Страница 16 из 17
Скорее всего, само небо определили ему ее; было что-то в ней самой и в ее пении, что вынимало из него душу, наполняло ее восторгом и чувством сопричастности к великой неизреченной тайне бытия.
Полина Виардо
Говорили, что она некрасива, уродлива, что не на что посмотреть. Он, так чутко относящийся к красоте, знающий в ней толк, не хотел бы изменить в этом лице ни единой черты. И ведь не случайно, что соперником его был именно художник.
Было в этом неулыбчивом тяжелом лице, во взгляде огромных, странно выпуклых темных глаз что-то манящее, притягательное, волнующее. И еще голос – низкий альт, с горчинкой померанца, накрывающий волной, не дающий опомниться, выносящий за пределы зала, театра, мира, – он колдовал, завораживал.
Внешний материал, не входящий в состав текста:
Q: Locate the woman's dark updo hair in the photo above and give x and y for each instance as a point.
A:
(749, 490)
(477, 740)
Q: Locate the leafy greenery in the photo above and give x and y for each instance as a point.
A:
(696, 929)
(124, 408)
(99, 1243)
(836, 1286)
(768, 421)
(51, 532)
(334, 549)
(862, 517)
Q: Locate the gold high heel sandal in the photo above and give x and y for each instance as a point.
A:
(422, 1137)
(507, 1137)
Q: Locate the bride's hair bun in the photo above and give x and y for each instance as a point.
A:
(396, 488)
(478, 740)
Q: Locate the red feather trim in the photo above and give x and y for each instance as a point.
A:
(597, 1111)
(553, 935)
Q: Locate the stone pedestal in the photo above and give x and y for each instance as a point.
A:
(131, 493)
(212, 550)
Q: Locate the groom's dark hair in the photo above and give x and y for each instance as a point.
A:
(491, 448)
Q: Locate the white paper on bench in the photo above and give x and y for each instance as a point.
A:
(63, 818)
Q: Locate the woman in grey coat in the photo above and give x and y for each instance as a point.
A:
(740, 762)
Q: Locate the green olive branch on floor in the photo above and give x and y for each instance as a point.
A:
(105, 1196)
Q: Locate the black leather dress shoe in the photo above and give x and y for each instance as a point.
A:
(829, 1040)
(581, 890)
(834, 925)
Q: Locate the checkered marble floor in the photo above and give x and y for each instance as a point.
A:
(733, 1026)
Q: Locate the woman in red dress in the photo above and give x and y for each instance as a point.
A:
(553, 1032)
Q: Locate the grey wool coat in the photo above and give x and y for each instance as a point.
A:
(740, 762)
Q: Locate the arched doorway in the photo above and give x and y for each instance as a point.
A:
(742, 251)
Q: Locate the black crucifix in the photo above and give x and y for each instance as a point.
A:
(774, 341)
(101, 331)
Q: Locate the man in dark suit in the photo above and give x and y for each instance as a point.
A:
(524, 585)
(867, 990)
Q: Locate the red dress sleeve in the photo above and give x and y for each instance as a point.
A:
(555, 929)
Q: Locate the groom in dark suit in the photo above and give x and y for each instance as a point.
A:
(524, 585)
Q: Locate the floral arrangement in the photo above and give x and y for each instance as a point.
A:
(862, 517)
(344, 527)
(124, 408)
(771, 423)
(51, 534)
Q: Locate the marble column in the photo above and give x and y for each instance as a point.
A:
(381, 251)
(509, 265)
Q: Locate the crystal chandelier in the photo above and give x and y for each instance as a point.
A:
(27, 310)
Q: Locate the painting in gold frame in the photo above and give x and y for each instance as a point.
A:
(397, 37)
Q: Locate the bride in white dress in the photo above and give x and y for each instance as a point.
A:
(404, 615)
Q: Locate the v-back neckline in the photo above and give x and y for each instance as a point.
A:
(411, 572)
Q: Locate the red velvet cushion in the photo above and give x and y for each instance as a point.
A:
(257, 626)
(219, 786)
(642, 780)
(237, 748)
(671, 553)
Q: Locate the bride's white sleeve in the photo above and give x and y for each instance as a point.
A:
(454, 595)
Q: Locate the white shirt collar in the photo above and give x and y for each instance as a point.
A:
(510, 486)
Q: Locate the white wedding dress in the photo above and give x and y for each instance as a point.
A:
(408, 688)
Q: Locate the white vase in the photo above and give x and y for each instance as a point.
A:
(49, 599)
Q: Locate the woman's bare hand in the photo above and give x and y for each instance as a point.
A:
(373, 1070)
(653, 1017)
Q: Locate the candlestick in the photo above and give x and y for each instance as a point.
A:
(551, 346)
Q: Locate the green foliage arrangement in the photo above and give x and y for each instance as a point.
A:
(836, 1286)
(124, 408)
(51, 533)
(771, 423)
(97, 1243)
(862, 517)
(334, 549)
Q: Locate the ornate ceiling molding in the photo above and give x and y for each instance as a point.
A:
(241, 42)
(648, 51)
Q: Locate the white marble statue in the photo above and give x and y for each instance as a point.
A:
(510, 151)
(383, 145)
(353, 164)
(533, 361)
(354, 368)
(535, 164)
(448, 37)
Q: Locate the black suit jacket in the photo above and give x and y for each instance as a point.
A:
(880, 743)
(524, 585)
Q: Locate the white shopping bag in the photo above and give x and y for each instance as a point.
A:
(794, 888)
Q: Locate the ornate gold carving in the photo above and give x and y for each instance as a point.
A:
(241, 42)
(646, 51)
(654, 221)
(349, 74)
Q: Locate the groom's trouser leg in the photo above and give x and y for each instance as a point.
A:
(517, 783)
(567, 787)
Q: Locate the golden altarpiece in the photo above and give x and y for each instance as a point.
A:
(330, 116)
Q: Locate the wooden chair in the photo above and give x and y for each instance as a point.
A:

Разве сравнится с этим обыкновенная красота? Красота обыкновенной женщины, ну хотя бы Авдотьи Панаевой, приворожившей его бывшего друга Некрасова? Нет, конечно. Как ни хотелось бы красавице Панаевой записать и его в полк своих обожателей-литераторов. И дело совсем не в гипнотизме, не в приворотном зелье, не в колдовских чарах «цыганки», о чем в один голос твердили и твердят бывшие и нынешние его приятели и их подруги – Николай, Афанасий, Яков, – дело в том… В чем же, собственно, дело? Он прикрыл веки и услышал начало Lieder, пропетого ее голосом. Это была их песня, шубертовский Der Doppelgänger «Двойник», при звуках которого на глаза обоих набегали слезы.
Этими стихами и мелодией, этой одинокой печальной песней, ею спетой и им услышанной, разговаривали их сердца.
Китайская чашка задрожала в руке, расплескивая чай. Горячие капли обожгли руку. Он опомнился. Нажал на звонок. Почти сразу же, тихо постучавшись, вошел длинный Эрнест-Еремей, в своей черной, в талию, униформе, делающей его похожим на змея.
– Чего, сударь, изволите? Вот я вам грелочку захватил, – он аккуратно положил грелку в изножье кровати, – каминчик затопить прикажете?
– А сможешь?
– Отчего же нет-с? У нас за камины Теодор отвечает, но он сегодня в прогуле.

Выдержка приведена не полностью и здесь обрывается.